The session began with a swift, but thorough overview of the origins, background, and characteristics of pre, modern, and postmodern schools of thought. The morning continued with a more in depth study of two exemplars of postmodernity – Thomas Merton and Etty Hillesum, presented by the author of “Etty Hillesum – A Life Transformed,”. >. Whilst I’d read fragments of her writings, what I hadn’t appreciated was that hers was a spirituality shaped largely over only a few short,(too short) years. This search for identity and integration (“God is what is deepest and best in me.” ) resulted in a transformation of her inner life that enabled her to transcend the violence and horrors of the Holcaust and offer hope to those whose sufferings she shared.
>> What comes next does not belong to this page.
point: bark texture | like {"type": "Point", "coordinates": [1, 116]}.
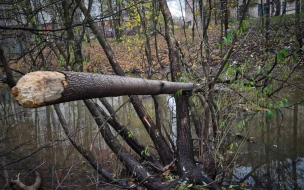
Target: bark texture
{"type": "Point", "coordinates": [44, 87]}
{"type": "Point", "coordinates": [164, 151]}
Etty wasn’t conventionally ‘religious,’ (she was a non-practicing Jew), with none of the points of reference one would expect, and the focus of her search was as much “Who am I?” as Who is God?” She needed to ask the former in order to reach the latter; to reject the norm in order to travel beyond it and integrate the psychological and spiritual in a new understanding. The means by which she reached this were equally unconventional (her relationship with therapist Julius Spier, for instance, would definitely raise a few eyebrows today).

I was struck firstly by the shortness of her journey from a deeply troubled young student to somebody with more sense of self than many of us attain in a lifetime, (she was only 29 when she died at Auschwitz). As we reflected, some never embark on the rejection needed for the first part of this journey. Then again others become stuck in this stage and never move beyond it!

Secondly it reminded me, not for the first time that a proper interiority always results in a movement outwards in compassion and practical action and compassion towards others; the first is a prerequisite for the second. An encouragement for those of us more contemplative souls who sometimes feel vaguely (or not so vaguely) guilty about our meanderings.

Another point that we noticed was the necessity of the whole cycle of rejection/deconstruction/rebuilding for healthy spiritual development; implications which IMHO aren’t always taken into consideration in our religious institutions. It reminded me of philosopher Paul Ricoeur’s “second naïveté,” the theory that, having distanced ourselves from those elements we once held as ‘truth,’ we come to a place when we wish to be ‘called again,’ to reengage with and reinterpret them on a deeper, more symbolic level. A cycle which repeats itself over and over again. Believe me, I’ve been there!

So, all in all, a valuable session which has helped clarify some parts of my own journeying, introduced me to much else, and, as all good teaching should, left me with as many questions as answers. (And poor Ms M with a headache as Mum enlivened Saturday dinner with such delights as “overarching metanarrative”, “micronarrative,” and “deconstructionist,” concepts which, as an ex design student she’s only too familiar).

DIY Antics – Never Again!

It seemed like a good idea at the time; just a quick spot of DIY. What I didn’t allow for is that my technical skills are as lacking in the virtual carpentry department as they are IRL. What should have been a few minutes widgeting over on Shelfari has taken up most of the afternoon, taking in system crashes, books vanishing into the ether and shelves almost as wonky as the ones chez Miffy. Happily, all’s well now. Should you fancy a quick browse, do hop over to Greenpatches.